Before I started spraying the cabinet I had spent a few hours in the electronics lab creating my crossovers. I designed the circuit, cut out the PCB board on the CAM machine, drilled the holes and soldered the components and wires in place. A test showed that they worked fine. Now that my cabinets were ready I could attach these to the inside. I tied each one to a support with a cable tie.
I soldered the woofers, tweeters and input terminals to their corresponding wires and screwed them into place. We tested the speakers at this point and they worked but weren’t perfect. After the ports were tuned and screwed into place they sounded much better and I could finally take them home.
Along with the supports cracking and the paint setting in the gun, there were a few other problems. While I was cutting out the holes for the ports I set the circle cutter just slightly bigger than the 55mm it was supposed to be.
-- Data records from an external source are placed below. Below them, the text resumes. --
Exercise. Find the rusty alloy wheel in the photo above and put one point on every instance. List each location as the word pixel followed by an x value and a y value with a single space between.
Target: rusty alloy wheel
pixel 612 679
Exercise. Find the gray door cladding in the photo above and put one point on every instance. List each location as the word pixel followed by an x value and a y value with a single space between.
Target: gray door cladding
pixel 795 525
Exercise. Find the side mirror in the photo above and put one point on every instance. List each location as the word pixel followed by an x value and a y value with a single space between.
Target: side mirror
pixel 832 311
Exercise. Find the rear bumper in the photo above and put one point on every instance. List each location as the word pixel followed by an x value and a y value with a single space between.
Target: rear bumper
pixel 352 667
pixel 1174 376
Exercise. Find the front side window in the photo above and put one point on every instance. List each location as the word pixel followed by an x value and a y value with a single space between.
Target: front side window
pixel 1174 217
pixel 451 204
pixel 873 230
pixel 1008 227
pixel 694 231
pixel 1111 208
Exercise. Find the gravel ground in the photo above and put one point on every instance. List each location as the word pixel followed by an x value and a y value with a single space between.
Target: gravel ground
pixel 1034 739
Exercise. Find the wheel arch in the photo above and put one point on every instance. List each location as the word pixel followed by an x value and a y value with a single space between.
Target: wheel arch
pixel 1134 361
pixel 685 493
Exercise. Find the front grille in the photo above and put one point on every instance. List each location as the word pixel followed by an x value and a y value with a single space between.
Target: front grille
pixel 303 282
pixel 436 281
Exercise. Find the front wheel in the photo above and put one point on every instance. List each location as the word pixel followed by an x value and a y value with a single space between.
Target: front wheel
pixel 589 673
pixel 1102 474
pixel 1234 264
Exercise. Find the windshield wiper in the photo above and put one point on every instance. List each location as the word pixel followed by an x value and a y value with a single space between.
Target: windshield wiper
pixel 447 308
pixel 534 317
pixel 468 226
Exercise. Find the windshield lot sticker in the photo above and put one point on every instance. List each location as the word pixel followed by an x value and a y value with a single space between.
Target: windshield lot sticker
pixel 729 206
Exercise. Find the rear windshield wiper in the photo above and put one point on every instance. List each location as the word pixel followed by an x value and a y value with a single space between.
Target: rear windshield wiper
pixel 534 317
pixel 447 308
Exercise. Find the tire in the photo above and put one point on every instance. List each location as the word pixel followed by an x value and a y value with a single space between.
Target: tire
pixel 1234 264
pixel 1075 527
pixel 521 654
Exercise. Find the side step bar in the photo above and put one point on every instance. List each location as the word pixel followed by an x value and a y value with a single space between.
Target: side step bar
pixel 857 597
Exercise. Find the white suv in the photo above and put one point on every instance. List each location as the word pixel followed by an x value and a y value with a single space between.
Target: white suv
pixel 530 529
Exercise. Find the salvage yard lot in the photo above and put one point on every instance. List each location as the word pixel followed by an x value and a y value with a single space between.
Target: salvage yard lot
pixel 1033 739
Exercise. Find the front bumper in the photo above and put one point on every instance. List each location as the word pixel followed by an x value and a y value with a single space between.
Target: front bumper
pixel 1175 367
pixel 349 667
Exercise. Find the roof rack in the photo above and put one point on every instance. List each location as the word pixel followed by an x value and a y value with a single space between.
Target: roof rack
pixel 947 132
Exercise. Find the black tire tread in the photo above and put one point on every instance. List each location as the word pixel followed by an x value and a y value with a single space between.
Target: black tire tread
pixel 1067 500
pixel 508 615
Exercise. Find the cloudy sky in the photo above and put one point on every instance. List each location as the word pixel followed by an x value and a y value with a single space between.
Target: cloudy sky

I realised this after three holes and changed it. So I had three slightly too big holes and one right sized. I solved this by buying four bigger ports and rasping out the holes to fit them.
Because of the rather complex curved design I had trouble with the wood splitting. It completely snapped at the top of one of my cabinets so that I had put another small piece of ply in the gap and bog it until it look smooth again. This means that while one of my speakers is perfectly rounded, the other is slightly pointed.
On my PCB board there was a piece of my tracking with a very small gap which may not have made the connection. This problem was solved by soldering a piece of wire between the two points affected by the piece of tracking.
The two recycled materials I used in the construction of my speakers were MDF and carpet underlay.
MDF is made by combining wood fibres with a resin and formed into sheets at a very high pressure. The wood fibres used in this would otherwise be wasted and in that way it is a recycled material. It is very dense and easy to use, and is perfect for making speaker cabinets because of this. The density is very important because a dense wood prevents waveforms from flexing the wood of the cabinet, which makes for a more accurate bass response.
I used the carpet underlay to line the inside of my speakers in the place of acoustic foam. In a speaker cabinet acoustic foam absorbs frequencies. Without it the lower frequencies would bounce of the sides of the box and hit other frequencies, canceling them out and making the speaker sound tinny. Carpet underlay does this job perfectly, improving the sound quality in a much cheaper way.